ネット通販大手のアマゾンは、毎年数百万個の売れ残り在庫を廃棄していることが、イギリスのITV Newsの取材で明らかになった。
ITV Newsが集めた映像には、驚くべきレベルの廃棄物が映っている。
この映像は、現在イギリスで運営されている24の物流センターのうちの1つに過ぎない。
アマゾンのダンファームリン倉庫にある「破壊ゾーン」では、毎年数百万個の売れ残り商品が破壊されている様子が隠しカメラが捉えている。
同倉庫に潜入して撮影した映像では、廃棄物の規模の大きさが明らかになっている。スマートテレビ、ノートパソコン、ドローン、ドライヤー、最高級のヘッドフォン、コンピュータードライブ、大量の本、何千もの密封されたフェイスマスクなどが、「破棄」と書かれた箱に仕分けられている。
販売されることもなく、お客様から返品されることもなかった製品。ほとんどの製品は、慈善団体や困っている人たちに再配布されるはずだ。しかし、それらは膨大な量のゴミ箱に放り込まれ、私たちが追跡したトラックで運ばれ、リサイクルセンターか、さらに悪いことには埋め立て地に捨てられてしまうという。
匿名を希望した元従業員は、こう語った。「金曜から金曜にかけて、週に13万個の商品を廃棄することが目標でした。私はよく驚きました。破棄されるものには何の規則性もありません。ダイソンの扇風機や掃除機、時にはMacBookやiPad、そして先日は2万個のCovid(顔面)マスクが包装紙のまま捨てられていました。」
さらに全体の50%は未開封でシュリンクに入ったままのものだという。残りの半分は返品されたものだが、状態は良好だとコメントしている。スタッフは自分たちが求められていることに無感覚になってしまっていると語る。
4月のある週にダンファームリンの倉庫内から流出した文書には、「破棄」と書かれた12万4,000点以上の商品が記載されていた。一方、同じ期間に「寄付」と書かれていたのはわずか2万8,000点だった。同じマネージャーは、週によっては20万点ものアイテムが「破棄」と表示されることがあると認めている。
なぜ何十万点もの商品がこのように破棄されているのか?その答えは、大成功を収めているアマゾンのビジネスモデルにある。多くの業者は、アマゾンの広大な倉庫に商品を置くことを選択する。
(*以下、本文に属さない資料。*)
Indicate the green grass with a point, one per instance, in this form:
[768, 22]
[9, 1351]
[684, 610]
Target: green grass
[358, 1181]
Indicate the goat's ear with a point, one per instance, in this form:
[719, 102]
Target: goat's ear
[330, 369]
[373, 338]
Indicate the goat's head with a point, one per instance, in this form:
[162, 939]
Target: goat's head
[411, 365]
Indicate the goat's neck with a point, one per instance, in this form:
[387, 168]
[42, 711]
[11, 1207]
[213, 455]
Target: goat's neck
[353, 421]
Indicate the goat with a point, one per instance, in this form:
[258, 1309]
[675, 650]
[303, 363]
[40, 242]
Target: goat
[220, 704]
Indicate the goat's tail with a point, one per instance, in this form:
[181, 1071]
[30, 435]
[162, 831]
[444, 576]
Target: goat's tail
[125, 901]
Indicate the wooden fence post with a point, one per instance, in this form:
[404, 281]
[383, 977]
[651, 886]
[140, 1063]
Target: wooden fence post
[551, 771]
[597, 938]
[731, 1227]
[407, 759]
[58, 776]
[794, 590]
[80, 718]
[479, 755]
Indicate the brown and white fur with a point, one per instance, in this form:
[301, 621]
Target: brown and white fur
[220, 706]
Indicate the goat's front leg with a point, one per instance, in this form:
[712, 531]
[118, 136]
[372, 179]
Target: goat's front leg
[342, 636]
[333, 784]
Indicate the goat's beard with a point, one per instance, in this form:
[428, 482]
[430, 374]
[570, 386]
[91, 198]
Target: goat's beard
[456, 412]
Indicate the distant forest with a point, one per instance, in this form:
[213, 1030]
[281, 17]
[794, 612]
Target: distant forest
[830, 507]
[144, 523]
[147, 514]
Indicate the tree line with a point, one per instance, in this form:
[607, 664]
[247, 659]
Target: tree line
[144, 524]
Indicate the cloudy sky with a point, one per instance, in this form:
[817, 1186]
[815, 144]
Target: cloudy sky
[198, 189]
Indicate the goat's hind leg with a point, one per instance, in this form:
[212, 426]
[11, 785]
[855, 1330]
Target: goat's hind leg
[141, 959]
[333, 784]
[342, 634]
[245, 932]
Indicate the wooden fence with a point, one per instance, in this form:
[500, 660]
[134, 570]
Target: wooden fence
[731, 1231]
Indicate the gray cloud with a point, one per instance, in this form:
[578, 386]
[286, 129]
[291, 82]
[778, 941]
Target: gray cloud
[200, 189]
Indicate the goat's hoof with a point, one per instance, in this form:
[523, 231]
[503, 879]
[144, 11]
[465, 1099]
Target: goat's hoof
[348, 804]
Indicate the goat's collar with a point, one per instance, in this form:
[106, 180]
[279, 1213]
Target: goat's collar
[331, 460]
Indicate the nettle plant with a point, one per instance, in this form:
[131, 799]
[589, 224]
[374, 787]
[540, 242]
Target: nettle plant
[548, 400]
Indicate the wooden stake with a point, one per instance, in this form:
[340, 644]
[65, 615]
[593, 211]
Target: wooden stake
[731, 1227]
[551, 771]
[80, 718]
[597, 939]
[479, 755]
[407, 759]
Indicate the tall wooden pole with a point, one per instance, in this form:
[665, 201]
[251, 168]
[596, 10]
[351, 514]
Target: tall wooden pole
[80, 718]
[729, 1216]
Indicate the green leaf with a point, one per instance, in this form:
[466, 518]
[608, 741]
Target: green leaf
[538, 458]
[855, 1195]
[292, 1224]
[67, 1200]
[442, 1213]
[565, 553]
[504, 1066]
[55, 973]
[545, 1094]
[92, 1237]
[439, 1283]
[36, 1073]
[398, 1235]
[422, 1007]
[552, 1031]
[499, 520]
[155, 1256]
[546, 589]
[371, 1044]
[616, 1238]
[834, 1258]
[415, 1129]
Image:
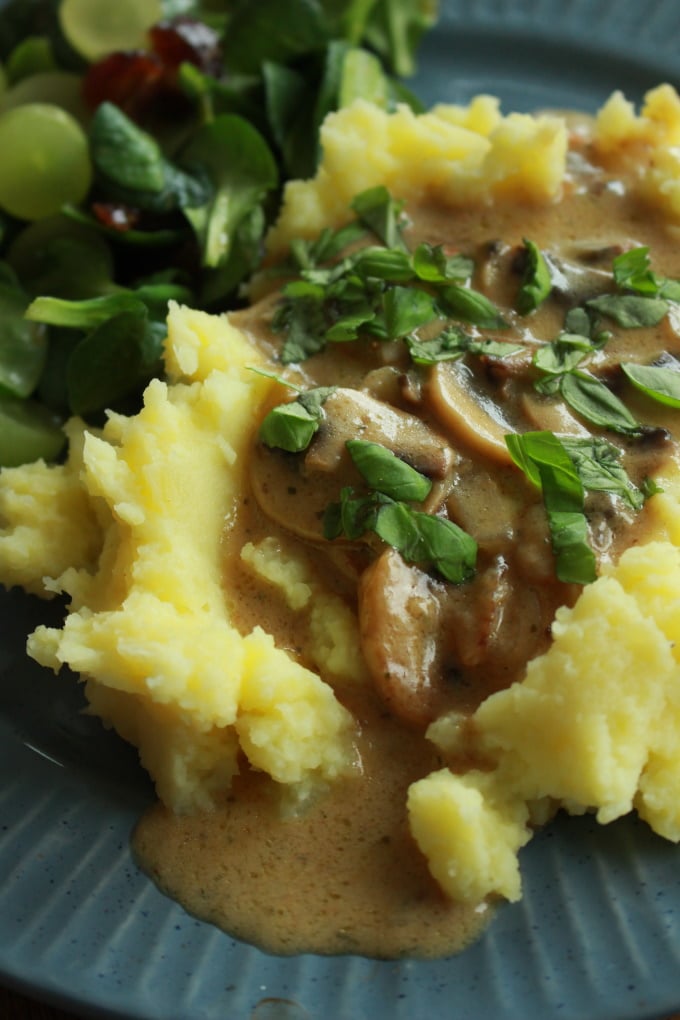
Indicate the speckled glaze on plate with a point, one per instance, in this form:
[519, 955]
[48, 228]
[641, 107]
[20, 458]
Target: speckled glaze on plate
[597, 933]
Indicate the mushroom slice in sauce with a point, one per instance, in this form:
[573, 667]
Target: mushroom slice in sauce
[399, 620]
[466, 412]
[354, 414]
[294, 490]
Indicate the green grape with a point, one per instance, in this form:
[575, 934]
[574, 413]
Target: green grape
[45, 161]
[95, 28]
[59, 88]
[61, 258]
[28, 431]
[32, 55]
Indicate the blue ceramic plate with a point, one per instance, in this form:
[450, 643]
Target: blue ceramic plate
[597, 932]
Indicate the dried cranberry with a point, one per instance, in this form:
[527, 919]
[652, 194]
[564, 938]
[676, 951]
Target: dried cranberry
[131, 80]
[184, 40]
[115, 215]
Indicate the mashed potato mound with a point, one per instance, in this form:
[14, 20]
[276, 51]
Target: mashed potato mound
[147, 626]
[131, 527]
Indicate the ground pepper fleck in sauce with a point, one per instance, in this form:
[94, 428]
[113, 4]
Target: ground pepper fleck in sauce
[342, 873]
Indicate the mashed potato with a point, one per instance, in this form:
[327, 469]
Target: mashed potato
[132, 527]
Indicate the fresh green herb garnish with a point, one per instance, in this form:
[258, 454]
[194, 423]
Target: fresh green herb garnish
[590, 398]
[431, 264]
[471, 306]
[385, 472]
[536, 283]
[546, 463]
[661, 383]
[292, 425]
[432, 543]
[454, 343]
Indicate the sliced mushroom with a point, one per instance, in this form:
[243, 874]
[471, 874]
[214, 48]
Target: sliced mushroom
[467, 412]
[399, 619]
[295, 490]
[551, 415]
[354, 414]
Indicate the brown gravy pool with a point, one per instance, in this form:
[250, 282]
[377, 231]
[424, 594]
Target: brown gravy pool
[344, 875]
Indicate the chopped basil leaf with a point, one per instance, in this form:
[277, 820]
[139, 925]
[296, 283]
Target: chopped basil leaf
[434, 266]
[595, 402]
[471, 306]
[574, 557]
[382, 214]
[546, 463]
[597, 463]
[429, 542]
[455, 343]
[632, 270]
[536, 283]
[563, 354]
[660, 383]
[303, 320]
[292, 425]
[385, 472]
[289, 426]
[630, 310]
[404, 309]
[389, 264]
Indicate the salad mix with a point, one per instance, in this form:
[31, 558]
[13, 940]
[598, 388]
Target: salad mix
[144, 149]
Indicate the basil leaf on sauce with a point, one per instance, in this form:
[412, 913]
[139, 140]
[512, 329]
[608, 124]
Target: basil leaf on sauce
[546, 463]
[454, 343]
[632, 270]
[376, 208]
[595, 402]
[428, 541]
[658, 381]
[385, 472]
[292, 425]
[597, 463]
[536, 283]
[471, 306]
[432, 265]
[431, 543]
[404, 309]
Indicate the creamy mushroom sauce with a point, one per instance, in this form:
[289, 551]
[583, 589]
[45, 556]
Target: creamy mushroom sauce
[343, 874]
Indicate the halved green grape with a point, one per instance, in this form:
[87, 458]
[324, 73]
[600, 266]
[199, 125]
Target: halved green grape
[58, 88]
[45, 160]
[61, 258]
[95, 28]
[31, 56]
[28, 431]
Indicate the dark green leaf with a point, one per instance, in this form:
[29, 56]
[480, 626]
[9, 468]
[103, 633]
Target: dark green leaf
[381, 214]
[546, 463]
[109, 362]
[597, 463]
[536, 284]
[632, 271]
[123, 153]
[434, 266]
[659, 383]
[595, 402]
[240, 164]
[471, 306]
[22, 346]
[289, 426]
[563, 354]
[386, 473]
[406, 309]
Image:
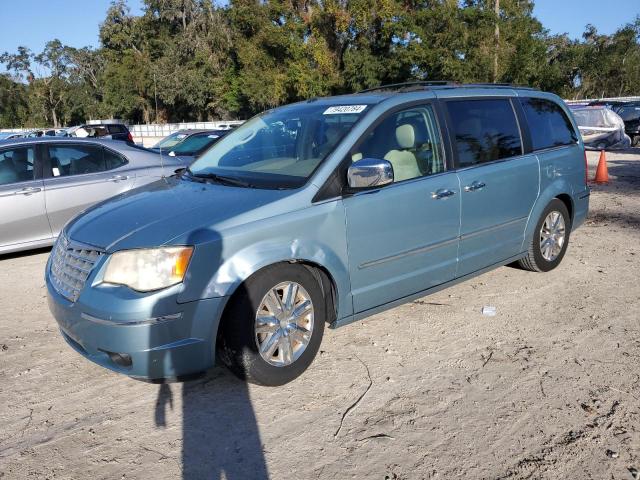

しかし、商品が売れ残れば売れるほど、企業は保管料を負担することになる。特に海外からの在庫は、保管し続けるよりも廃棄したほうが結局は安くつく。
グリーンピースのサム・チェタン・ウェルシュは次のように語った。「想像を絶する量の不要な廃棄物であり、数十億ポンド規模の企業がこのような方法で在庫を処分していることは、まさに衝撃的です。」
「シングルユースでもないのに、まったく使われていないものが、生産ラインからそのままゴミ箱に捨てられているのです。アマゾンのビジネスモデルがこのような廃棄文化に依存している限り、事態は悪化する一方です。」
しかしアマゾンが行っていることは違法ではない。調査結果に対する回答で、同社は次のように述べている。「私たちは、製品廃棄ゼロという目標に向かって努力しており、売れ残った製品は再販、慈善団体への寄付、リサイクルを優先しています。英国内で埋立地に送られることはありません。最後の手段として、エネルギー回収に回すこともありますが、この回数をゼロにするために努力しています」。
ダンファームリンから南西に60キロ行くと、11月に英国が国連気候変動会議を開催するグラスゴーに到着する。しかし、そのすぐ近くでは、アマゾンが膨大な量の環境廃棄物を生み出している。ソーシャルメディア上で怒りの声が高まる中、ボリス・ジョンソン首相は、この疑惑を調査することを約束した。
アマゾンが温室効果ガス排出量ネット・ゼロを目指すことを掲げ、10億ドル規模のサステナ債券を発行し、熱帯雨林に莫大な投資を行っている中、一つの倉庫にも限らず大量の廃棄物を毎年生み出していることが事実とすれば、ビジネスモデルの環境配慮が多くのステークホルダーから問われるだろう。